Hint of a fussure: Cox did at least provide a hint that there is a fissure forming in the crack of the foundation of total trust.
He was asked if fatigue was a factor at the end.
"We lost the game," he said. "That's the most important part."
Johnson was asked if the team can win consistently with its defense being on the field for 40-plus minutes a week.
"Put the loss on me," he said. "I didn't give [quarterback] Sam [Bradford] any time to throw."
Added Peters: "We've just to keep our defense off the field, help them out, keep drives going for them, just keep them off the field most of all."
But what the Eagles are failing to acknowledge, at least publicly, is that the pace of their offense is running their defense into the ground.
Being on the field for just four plays or less on eight of their 12 possessions on Sunday was complicated exponentially by the speed in which they exited: 1:20, 1:08, 2:13, 1:15, 0:50, 0:21, 1:27 and 0:26.
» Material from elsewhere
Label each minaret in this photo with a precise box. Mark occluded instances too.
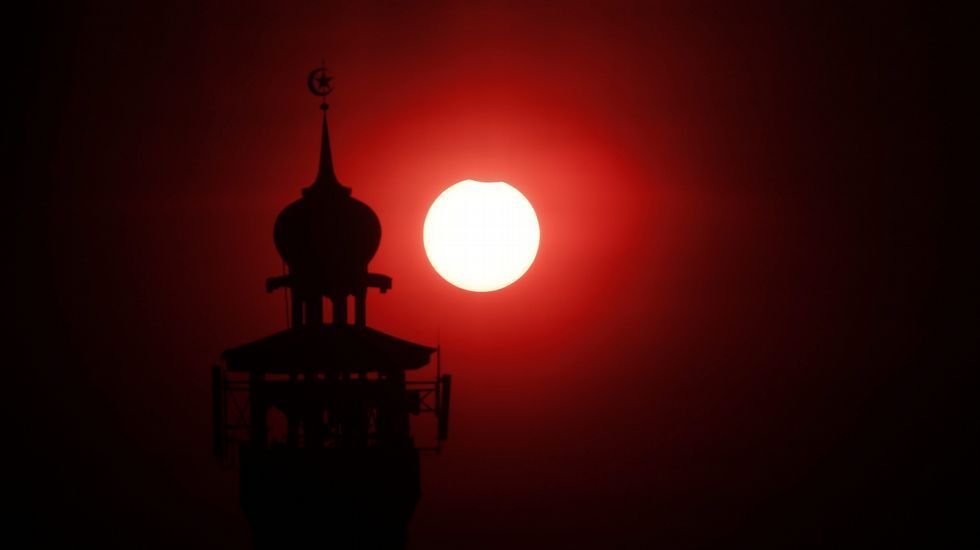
[212,68,451,548]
For their offense to be successful, Kelly keeps telling us, they have to run it this way, presenting a troubling Catch-22 that can only be solved one way: by getting out of it and slowing the hell down.
Their defense is good enough. They've proved that 50 times over already.
Their offense isn't. They've proved that 50 times over already as well.
Division up for grabs: Because the division likely will remain up for grabs all season, Sunday's loss was not the end of the world. They have the talent and the culture to get back in this. Heck, they were 1-3 in 2013, and look how that turned out.
They just have to slow it down, give their ultra-talented defense a chance to help them at the end of games, which might not be that close anyway if they make the right adjustments.
More glass-half-full food for thought: As poorly as their offense has played through the first quarter of the season, the Eagles have had chances to win each of their three losses. They even had fourth-quarter leads in two of them.
Yes, they would have won on Sunday had their kicker not missed two chip shots. They also would have won had half a dozen other breaks went the other way.
Not good enough on which to build. Fact is, their margin for error is way to thin, and always will be if they don't change their approach.
This Eagles defense can win a lot of games, so long as it's not overworked.
Any other way will just lead to more of the same.
And everybody has seen enough of that.